Member of the Mississippi House of Representatives from the 55th district
- In office 1988 – July 1, 2013
- Preceded by: Buddie Newman
- Succeeded by: Oscar Denton

Personal details
- Born: March 20, 1953 (age 73) Edwards, Mississippi, U.S.
- Party: Independent (2018–present)
- Other political affiliations: Democratic (before 2018)
- Spouse(s): Linda Flaggs (Divorced) Valencia Jones (since 2014)
- Children: 2
- Alma mater: Hinds Junior College (A.A.) Jackson State University (B.S.)

= George Flaggs Jr. =

American politician (born 1953)

George Flaggs Jr. (born March 20, 1953) is an American politician who served as Mayor of Vicksburg, Mississippi from 2013 to 2025. An independent, Flaggs won his first term as mayor in 2013 and was reelected in 2017 and again in 2021, before losing another re-election bid in 2025.
Prior to becoming mayor, Flaggs was a member of the Mississippi House of Representatives from the 55th district from 1988 to 2013. He is a member of the Democratic Party. He was a youth court counselor in Warren County and a member of the Vicksburg Planning Commission and the Zoning Board of Appeals.

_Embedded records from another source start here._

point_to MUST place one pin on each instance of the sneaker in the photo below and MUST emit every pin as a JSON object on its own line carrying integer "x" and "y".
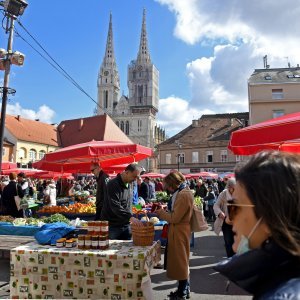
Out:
{"x": 176, "y": 296}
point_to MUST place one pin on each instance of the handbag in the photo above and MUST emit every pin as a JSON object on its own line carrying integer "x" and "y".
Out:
{"x": 198, "y": 222}
{"x": 17, "y": 200}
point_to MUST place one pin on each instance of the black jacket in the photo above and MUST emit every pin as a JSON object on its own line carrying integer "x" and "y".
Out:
{"x": 143, "y": 191}
{"x": 8, "y": 199}
{"x": 267, "y": 273}
{"x": 117, "y": 202}
{"x": 102, "y": 180}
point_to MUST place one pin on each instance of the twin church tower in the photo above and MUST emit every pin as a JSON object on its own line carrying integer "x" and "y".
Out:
{"x": 135, "y": 114}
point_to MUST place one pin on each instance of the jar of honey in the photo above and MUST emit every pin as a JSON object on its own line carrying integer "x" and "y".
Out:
{"x": 104, "y": 227}
{"x": 88, "y": 242}
{"x": 95, "y": 243}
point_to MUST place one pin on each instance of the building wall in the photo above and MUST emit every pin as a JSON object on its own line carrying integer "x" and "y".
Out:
{"x": 263, "y": 107}
{"x": 27, "y": 146}
{"x": 217, "y": 165}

In 2014, Flaggs married Valencia Jones, an employee of the U.S. Army Corps of Engineers Engineer Research and Development Center, in a small ceremony at Triumph Church. He has two children from a prior marriage. In March 2018, Flaggs left the Democratic Party and became an Independent.

On June 3, 2025, Flaggs lost re-election to former alderman and Democratic nominee Willis Thompson.